Life itself is nothing but sort of a code we program our way through, one problem at a time. This is the only thing one needs to keep in mind while trying to be a competent programmer. All of us aim to reach a goal someday, and more often than not, we need support to realize that goal. Someone was that support for me in my journey. The only thing I am hoping to do is become that support for someone else that looks up to me.

Growing up in a small town near Rajasthan, you become a part of this inevitable culture of understanding stem fields as your only career option. Everyone around wishes to be a doctor or an engineer, and not that I am not happy being an Engineer today. Looking back on how all these things fell into places, I don’t think I was exposed to a lot of other options.

This is Abhishek Chandel, and I did my engineering at a reputed college in the state that is NIT Jaipur, following which I got placed in Samsung. The company as all of us know provided me with everything that I could have wished for in terms of exposure and growth, and even after having been a part of the organization for more than a decade now, I still feel like I am learning something new every day and that is phenomenal.

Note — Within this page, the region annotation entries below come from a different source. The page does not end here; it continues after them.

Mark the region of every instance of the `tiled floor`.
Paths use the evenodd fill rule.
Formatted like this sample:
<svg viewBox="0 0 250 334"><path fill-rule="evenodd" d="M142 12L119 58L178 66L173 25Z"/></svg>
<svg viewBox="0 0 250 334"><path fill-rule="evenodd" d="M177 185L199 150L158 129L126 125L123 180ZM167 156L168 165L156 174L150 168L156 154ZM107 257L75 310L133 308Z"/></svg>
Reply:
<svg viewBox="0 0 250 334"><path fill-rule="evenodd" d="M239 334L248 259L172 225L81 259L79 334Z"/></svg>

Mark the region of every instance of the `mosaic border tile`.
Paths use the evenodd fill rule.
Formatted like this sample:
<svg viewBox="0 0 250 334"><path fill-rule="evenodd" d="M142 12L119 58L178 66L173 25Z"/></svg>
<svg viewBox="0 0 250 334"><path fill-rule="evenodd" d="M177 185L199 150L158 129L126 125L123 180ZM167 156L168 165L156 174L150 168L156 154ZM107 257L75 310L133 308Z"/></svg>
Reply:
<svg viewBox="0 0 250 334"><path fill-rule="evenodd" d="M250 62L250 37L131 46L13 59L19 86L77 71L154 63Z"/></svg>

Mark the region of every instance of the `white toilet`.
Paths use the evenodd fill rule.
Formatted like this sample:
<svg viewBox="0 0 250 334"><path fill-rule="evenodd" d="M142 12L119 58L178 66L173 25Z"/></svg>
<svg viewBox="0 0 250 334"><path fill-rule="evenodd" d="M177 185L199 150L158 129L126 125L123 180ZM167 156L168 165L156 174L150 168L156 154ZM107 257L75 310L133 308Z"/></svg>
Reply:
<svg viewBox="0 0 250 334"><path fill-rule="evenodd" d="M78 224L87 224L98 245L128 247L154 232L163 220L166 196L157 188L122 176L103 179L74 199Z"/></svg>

As a child, I was very curious. I was always looking for opportunities to explore possibilities in every direction and not just computers, I pedaled through storytelling and other creative dimensions of my personality as well. I think this inquisitiveness is what helped me develop a foundation for my being, where I could break the monotony and become who I wanted to be.

My tryst in the sphere of programming began somewhere in the middle of my high school days. Even though the things that I learned then were only basics, they did somehow form some sort of a liking that I eventually worked upon later in my college days. I began doing competitive programming and problem-solving exercises to boost my technique and skills but it only got serious when I found my confidant in my younger brother, who started to develop an interest similar to mine. We bonded over these problems and found their solutions together, and this shared experience somehow changed the whole game for me.

My college days were some of the best days of my life. However, the programming culture then was not even half of what it is today. People were figuring out what this engineering aspect meant for the world and the industry, and I somehow found my way into the cult. Having been interested in solving mathematical and physics problems all my life, programming felt like a world waiting to be explored. It somehow filled a void in my life that I never knew existed, and to feel this passion and interest so closely has been nothing short of a blessing.

I work in the capacity of a Chief Engineer here at Samsung, where I contribute technically in terms of designs and architectures of the products that we come up with. I have been a part of many dedicated teams that have developed vital algorithms for better system optimizations and functioning.

Teaching has always been a part of my life. Back in college, I used to be involved in various teaching jobs for a little extra money. However, now with Scaler, it is more of duty towards the community sort of thing. The idea of being associated with someone’s growth is an incredible motivation in all forms. To think that you helped form a skill in someone that is going to do nothing but support them is an incredible feeling and nothing but thankful for that.

I discovered Scaler primarily through the founder himself. Anshuman was one of the top programmers in the country when I was in college, and I have been following his work ever since. Stumbling upon Scaler as an initiative was purely coincidental.

My only advice for my mentees and the students who have just joined Scaler is to understand this duration as a journey towards your growth and come in with zero expectations. You will leave the establishment as a skilled person by all means, but materialistic dreams should never be your aim. Continue with the discipline, crack the idea of the problem and then work towards coding it. Everything else that comes as a consequence of your consistency then will be the cherry on top.